For months, former Reps. Ed Bryant and Van Hilleary have been pounding Mr. Corker for not being conservative enough, questioning his record on immigration, abortion, taxes and other issues. But their underfunded campaigns have been unable to match Mr. Corker's statewide TV ad campaign message pledging his commitment to "conservative principles and conservative results" while dismissing his rivals as "career politicians" who are now registered lobbyists.

"Washington already has too many career politicians and lobbyists. It's time for a businessman with a proven conservative record," Mr. Corker says in a TV ad recounting his successful career in the construction business.

A Public Opinion Strategies poll of 600 likely Republican voters conducted for the Corker campaign showed him pulling away last week with 46 percent of the vote. Mr. Bryant was a distant second, with 24 percent of the vote, followed by Mr. Hilleary at 17 percent.

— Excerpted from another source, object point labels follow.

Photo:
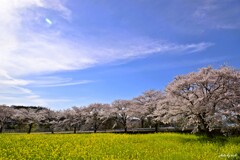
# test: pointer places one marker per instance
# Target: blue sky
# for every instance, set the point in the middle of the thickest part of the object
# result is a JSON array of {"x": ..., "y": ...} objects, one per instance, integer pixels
[{"x": 62, "y": 53}]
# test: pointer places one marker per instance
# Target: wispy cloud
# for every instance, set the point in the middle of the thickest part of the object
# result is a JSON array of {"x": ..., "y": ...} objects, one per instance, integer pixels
[
  {"x": 34, "y": 44},
  {"x": 218, "y": 14}
]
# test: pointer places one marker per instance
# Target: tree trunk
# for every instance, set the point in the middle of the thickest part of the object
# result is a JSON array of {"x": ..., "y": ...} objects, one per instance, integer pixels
[
  {"x": 95, "y": 128},
  {"x": 75, "y": 130},
  {"x": 142, "y": 123},
  {"x": 125, "y": 129},
  {"x": 205, "y": 128},
  {"x": 156, "y": 127},
  {"x": 30, "y": 128},
  {"x": 1, "y": 129},
  {"x": 52, "y": 130}
]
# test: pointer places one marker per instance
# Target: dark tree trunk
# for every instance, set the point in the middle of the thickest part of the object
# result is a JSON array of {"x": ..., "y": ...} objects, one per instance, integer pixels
[
  {"x": 156, "y": 127},
  {"x": 75, "y": 130},
  {"x": 125, "y": 129},
  {"x": 95, "y": 128},
  {"x": 142, "y": 123},
  {"x": 1, "y": 129},
  {"x": 52, "y": 131},
  {"x": 30, "y": 128},
  {"x": 205, "y": 127}
]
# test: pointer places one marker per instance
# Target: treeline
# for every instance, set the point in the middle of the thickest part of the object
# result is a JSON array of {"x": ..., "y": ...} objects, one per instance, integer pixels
[{"x": 204, "y": 101}]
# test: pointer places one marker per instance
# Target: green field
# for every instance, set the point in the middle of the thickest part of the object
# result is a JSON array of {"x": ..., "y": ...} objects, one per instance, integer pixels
[{"x": 117, "y": 146}]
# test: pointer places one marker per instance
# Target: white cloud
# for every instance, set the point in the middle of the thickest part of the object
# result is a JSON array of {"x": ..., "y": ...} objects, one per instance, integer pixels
[
  {"x": 30, "y": 48},
  {"x": 218, "y": 14}
]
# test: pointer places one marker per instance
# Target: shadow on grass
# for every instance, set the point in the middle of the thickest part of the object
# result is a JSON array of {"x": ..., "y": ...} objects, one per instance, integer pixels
[{"x": 219, "y": 140}]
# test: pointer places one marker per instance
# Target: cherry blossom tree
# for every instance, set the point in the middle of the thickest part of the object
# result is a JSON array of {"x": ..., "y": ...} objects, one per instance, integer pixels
[
  {"x": 146, "y": 104},
  {"x": 123, "y": 111},
  {"x": 97, "y": 114},
  {"x": 28, "y": 115},
  {"x": 6, "y": 113},
  {"x": 74, "y": 117},
  {"x": 51, "y": 119},
  {"x": 201, "y": 99}
]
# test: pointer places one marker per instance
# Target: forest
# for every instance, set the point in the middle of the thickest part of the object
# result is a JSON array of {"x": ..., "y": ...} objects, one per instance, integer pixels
[{"x": 207, "y": 101}]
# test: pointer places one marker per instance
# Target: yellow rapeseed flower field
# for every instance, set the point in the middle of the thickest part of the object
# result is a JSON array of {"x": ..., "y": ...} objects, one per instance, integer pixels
[{"x": 169, "y": 146}]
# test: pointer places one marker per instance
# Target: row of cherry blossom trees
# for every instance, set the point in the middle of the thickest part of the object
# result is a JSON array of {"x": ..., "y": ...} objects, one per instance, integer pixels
[{"x": 202, "y": 101}]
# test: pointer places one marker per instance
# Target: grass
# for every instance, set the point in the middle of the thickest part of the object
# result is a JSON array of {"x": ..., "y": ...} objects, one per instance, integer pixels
[{"x": 117, "y": 146}]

One of the ads Corker campaign pollster Glen Bolger says has had a strong effect on voters in the primary race deals with illegal immigration. The ad -- set on the Arizona-Mexico border -- shows Mr. Corker calling for a secure border, sending illegals home, requiring instant verification of immigrant worker status and "no amnesty" in any reforms.

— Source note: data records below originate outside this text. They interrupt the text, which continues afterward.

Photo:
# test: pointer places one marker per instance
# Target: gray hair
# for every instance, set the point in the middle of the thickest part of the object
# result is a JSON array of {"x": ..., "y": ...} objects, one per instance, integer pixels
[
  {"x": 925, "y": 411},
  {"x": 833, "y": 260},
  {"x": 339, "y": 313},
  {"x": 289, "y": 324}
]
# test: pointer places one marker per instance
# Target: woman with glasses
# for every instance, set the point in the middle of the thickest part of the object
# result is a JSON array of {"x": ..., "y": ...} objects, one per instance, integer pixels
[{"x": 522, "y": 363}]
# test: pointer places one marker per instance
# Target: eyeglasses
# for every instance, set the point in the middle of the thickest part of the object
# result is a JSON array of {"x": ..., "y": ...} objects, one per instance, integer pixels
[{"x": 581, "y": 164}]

"Illegal immigration has resonated well," Mr. Bolger said.

So well, apparently, that Mr. Corker's campaign last week aired a new ad attacking his primary opponents' records in Congress on immigration.

"They're like twins -- Van Hilleary and Ed Bryant. Congressmen who voted to allow illegal immigration to become a crisis," the ad says.

The Corker campaign's documentation for the ad says that on March 20, 1996, both men "voted against a pilot program in which employers in at least five of the seven states with the largest number of illegal aliens would have to call an 800 number to verify the status of employees and applicants."

They also voted against authorizing 350 more inspectors to prevent employers from hiring illegal aliens and improving the design of Social Security cards to combat counterfeiting, the campaign said.

Mr. Bryant told reporters last week in a conference call that the ad was "totally wrong on every point" and accused Mr. Corker of "hypocrisy," charging that his construction company had hired illegal aliens on work sites in the 1980s and that Mr. Corker "certainly as head of the company would have had knowledge of this." Mr. Corker has denied the charges.

"Bob Corker has no regard for the truth and no respect for Tennessee voters. He's decided to lie, cheat or deceive if that's what it takes to win this race," Hilleary campaign spokesman Jennifer Coxe said in a statement that called on the Corker campaign to pull the ad off the air.

The Republican primary won't be held until Aug. 3, but voters have begun casting ballots under the state's early voting program.

The winner will face Rep. Harold E. Ford Jr., a Democrat who is vying to become the state's first black senator since Reconstruction.